This week's pattern remains intact. The U.S. dollar continues to trend lower against the European currencies, but is firmer within the dollar-bloc and against the yen. Spanish and Italian bond yields are lower, while the long-end of the Japanese curve is heavy. Equity markets are finishing the year with a firm note, with board gains in Asia, with the notable exception of Shanghai and Jakarta, and in Europe, with the exception of Stockholm.
The euro is at 7-month highs today, pushing toward $1.3300. The next target is near $1.3385. Sterling has been bid to near the year's high set in late September just above $1.6300. There is little chart resistance until closer to $1.6500. The dollar's slide against the Swiss franc has extended to CHF0.91 and appears headed for CHF0.9000.
The dollar-bloc is not participating in this move against the greenback. This week, for example, the New Zealand dollar has fallen as almost as much as the yen (1.03% and 1.08% respectively). The Australian and Canadian dollars are off 0.04% and 0.57% respectively.
There are a few macro-developments to note:
1. Japan: The BOJ meeting concludes tomorrow. Abe continues to press his case. There is more talk of open-ended asset purchases, like the Fed and ECB, but what does it mean in practice? It does not mean QE-infinity as some critics claim. It seems to mean no pre-determined limit. The Fed is clearly specifying the amount it intends to purchase, which in 2013 seems to be roughly the equivalent of the budget deficit. The ECB has not bought a single bond under its open-end commitment. It has imposed its own limits in terms of duration. The BOJ has extended its asset purchase program several times this year. It shows a willingness to continue to do so. It seems like only a slight difference, largely in terms of presentation, of an open-ended commitment.

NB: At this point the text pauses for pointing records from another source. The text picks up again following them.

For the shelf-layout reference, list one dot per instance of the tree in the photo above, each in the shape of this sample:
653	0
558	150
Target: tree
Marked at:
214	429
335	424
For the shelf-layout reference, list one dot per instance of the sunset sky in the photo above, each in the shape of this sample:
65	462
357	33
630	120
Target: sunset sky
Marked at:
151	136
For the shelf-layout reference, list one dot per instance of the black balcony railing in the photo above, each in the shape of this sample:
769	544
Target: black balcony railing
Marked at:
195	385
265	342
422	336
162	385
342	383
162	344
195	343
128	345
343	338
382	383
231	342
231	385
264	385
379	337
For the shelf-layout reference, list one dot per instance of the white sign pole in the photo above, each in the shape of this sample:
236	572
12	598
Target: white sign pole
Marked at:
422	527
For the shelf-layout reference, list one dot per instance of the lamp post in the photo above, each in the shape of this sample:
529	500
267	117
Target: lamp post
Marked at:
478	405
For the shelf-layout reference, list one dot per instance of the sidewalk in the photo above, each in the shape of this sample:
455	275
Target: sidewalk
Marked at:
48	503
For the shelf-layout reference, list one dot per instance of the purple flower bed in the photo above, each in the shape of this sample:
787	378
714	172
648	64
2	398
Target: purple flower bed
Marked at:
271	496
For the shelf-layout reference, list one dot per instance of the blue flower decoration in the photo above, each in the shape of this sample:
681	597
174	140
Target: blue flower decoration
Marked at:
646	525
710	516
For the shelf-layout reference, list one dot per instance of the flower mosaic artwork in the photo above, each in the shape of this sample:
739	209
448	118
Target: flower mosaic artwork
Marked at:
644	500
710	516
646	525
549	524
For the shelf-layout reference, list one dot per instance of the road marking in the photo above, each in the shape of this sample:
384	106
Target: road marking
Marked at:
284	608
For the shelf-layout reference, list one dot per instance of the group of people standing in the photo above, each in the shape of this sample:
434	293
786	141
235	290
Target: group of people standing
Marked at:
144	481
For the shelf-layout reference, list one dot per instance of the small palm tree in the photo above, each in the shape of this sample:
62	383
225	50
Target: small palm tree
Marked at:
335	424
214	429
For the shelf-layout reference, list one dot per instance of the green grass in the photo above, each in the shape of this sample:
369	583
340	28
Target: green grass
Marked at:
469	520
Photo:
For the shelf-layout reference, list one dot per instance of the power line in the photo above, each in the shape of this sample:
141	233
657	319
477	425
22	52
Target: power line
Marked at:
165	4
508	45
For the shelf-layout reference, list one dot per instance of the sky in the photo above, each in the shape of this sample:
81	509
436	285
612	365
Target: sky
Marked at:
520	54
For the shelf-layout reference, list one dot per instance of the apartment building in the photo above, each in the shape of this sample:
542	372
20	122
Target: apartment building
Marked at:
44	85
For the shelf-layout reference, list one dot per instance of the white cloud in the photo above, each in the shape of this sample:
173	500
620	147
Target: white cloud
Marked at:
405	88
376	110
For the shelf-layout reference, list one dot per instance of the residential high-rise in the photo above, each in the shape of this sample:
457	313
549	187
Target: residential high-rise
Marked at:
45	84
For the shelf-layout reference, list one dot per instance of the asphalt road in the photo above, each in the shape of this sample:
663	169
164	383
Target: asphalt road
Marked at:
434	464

2. The German IFO survey was firmer than expected, with the headline up to 102.4 from 101.4 in November and expectations for an increase to 102. It was driven by a rise to 7-month highs in the expectations component. However, the assessment of current conditions actually fell to 2.5 year lows.
3. Minutes from the BOE's MPC meeting earlier this month did not appear to contain surprises. By an 8-1 vote, it did not renew its gilt purchase scheme and for nearly four years (45 months), it kept the base rate steady. With the recent uptick in inflation and some administered price increases likely to filter through into early next year, the MPC may be reluctant to purchase more gilts initially. A six month review of the Funding for Lending Scheme is due in January. The preliminary evidence seems to suggest it has been better for more mortgage lending than corporate lending.
4. Italian politics remains unsettled. After pulling support for the technocrat government, forcing the election 6-8 weeks earlier than it otherwise would have been, Berlusconi now is urging a delay in the election, seeking more time to campaign. His party is playing for time in parliament as well. It means that the 2013 budget is unlikely to be passed this week, which had been expected. The election now looks likely for Feb. 24, but it could be pushed into March.